What Are the Foreign Exchange Risk Management Strategies?
Let’s now move onto the types of hedging transactions. There are a few that your business can use, and it is important to understand the nature of each one of them, at least in general terms.
But before that, a short review of the most common instruments used to implement those strategies:
Forward contract. A forward contract is a type of transaction where two parties agree to exchange one currency for another at a pre-determined exchange rate and maturity date.
Spot transaction. A spot transaction is a foreign exchange transaction with a T+2 settlement (settled in two days). Basically, two parties agree to exchange currencies at the current market rate (on the spot).
FX vanilla options FX options give the right but not the obligation to exchange one currency for another at a pre-agreed exchange rate on a specific date in the future. FX options are usually used to hedge uncertain business cash flows. The premium for the option is paid upfront, and there are no extra costs or losses to cover besides the loss of the premium.
Moreover, we are going to review several hedging strategies that can be implemented with the mentioned products. Before that, it is important to understand that hedging solutions should be consistent with the overall business strategy and should not be used as a form of speculation.
Layered hedge. A layered hedge is a series of separate open forward contracts with different expiration dates to cover certain parts of a company’s FX risk over a certain period of time. A business manager might open new contracts every week or month for specific expiration dates in line with the overall financial forecasts, thus keeping the layered hedge. This strategy enables businesses to monitor and adjust to changes in FX risk exposure.
Market orders. A "market order is an agreement to transact in a particular currency at the current moment. It can also be used to hedge by opening a position opposite the currency that is being hedged. If an EU-based company is expecting $1 million of cashflow in USD in two months, the market order is being executed by entering into a spot transaction to "buy" the EUR/USD’ pair. Such a trade will produce profits in cases of USD depreciation against EUR and losses in cases of USD appreciation against EUR.
Long Put. This is an options strategy to protect businesses from a potential downside in a particular currency by having the right but not the obligation to exchange it at a predetermined exchange rate.
There are more hedging strategies, but it comes down to a specific business need and cash flows. In order to have an appropriate hedging strategy, you should consult with a currency specialist or your FX and payments service provider.
What Is the Best Foreign Exchange Risk Management Provider?

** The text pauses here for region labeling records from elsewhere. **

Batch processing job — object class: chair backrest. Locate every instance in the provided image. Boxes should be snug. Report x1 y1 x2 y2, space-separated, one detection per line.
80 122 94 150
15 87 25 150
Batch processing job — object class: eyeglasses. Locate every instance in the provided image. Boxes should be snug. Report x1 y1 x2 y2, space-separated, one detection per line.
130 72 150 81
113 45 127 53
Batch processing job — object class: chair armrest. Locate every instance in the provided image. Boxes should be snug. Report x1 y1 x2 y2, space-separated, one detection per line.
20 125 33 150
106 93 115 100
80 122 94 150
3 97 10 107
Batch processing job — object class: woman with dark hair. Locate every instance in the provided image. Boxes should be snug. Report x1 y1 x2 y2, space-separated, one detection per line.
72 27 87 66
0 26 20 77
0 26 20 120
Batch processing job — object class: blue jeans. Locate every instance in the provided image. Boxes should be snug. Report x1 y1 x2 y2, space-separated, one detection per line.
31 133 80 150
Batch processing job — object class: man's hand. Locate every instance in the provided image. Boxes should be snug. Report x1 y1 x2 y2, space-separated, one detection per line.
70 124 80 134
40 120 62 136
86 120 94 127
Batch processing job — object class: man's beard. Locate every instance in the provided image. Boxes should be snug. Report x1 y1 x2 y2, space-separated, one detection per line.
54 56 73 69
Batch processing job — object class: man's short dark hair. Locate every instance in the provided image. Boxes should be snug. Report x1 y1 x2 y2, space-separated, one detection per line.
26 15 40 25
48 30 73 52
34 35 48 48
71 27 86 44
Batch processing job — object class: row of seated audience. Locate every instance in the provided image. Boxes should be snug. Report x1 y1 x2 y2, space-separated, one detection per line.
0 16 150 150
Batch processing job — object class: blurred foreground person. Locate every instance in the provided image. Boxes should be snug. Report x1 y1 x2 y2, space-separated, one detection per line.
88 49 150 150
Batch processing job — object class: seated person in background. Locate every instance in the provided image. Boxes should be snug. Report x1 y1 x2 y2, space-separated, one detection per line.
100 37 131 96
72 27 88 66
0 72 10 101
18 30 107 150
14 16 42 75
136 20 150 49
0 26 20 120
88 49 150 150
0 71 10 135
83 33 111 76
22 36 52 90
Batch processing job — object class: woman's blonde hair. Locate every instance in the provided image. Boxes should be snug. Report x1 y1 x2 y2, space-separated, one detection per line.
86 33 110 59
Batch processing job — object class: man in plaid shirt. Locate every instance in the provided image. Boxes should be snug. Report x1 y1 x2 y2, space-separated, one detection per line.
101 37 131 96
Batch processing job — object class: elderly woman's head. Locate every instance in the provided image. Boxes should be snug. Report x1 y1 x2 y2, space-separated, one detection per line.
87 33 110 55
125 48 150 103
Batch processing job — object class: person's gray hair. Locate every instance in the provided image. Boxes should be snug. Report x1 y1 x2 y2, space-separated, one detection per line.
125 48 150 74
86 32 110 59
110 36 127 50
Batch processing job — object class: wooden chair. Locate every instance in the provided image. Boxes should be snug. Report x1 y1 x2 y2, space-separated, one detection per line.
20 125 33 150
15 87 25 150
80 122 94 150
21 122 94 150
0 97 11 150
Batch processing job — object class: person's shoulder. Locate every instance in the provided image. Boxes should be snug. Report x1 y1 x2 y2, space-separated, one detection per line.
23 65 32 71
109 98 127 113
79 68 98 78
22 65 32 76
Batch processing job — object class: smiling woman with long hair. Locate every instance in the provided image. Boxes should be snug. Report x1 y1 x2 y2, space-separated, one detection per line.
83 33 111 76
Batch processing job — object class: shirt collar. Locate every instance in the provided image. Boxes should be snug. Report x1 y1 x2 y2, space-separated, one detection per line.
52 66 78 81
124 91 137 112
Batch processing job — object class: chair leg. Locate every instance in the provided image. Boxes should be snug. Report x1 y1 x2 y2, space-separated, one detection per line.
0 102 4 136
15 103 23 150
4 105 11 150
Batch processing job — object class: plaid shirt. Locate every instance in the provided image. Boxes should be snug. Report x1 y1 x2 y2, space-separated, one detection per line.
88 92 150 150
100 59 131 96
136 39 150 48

We recommend to our clients licensed payment and FX specialists that have longstanding industry experience and top-tier banking partnerships to provide quality service. Please reach out to us to get a list of the best-in-class FX and payments platforms.
The Epico Finance team is working with companies of all sizes and industries. We not only help by providing the tools that you need for your unique FX risk management strategy but also have a dedicated relationship manager that will help you assess all available options.
All in all, organisations that are active in multiple markets will have exposure to foreign exchange risks and should be ready to manage that risk appropriately. There are available tools and FX risk mitigation strategies that any business can implement.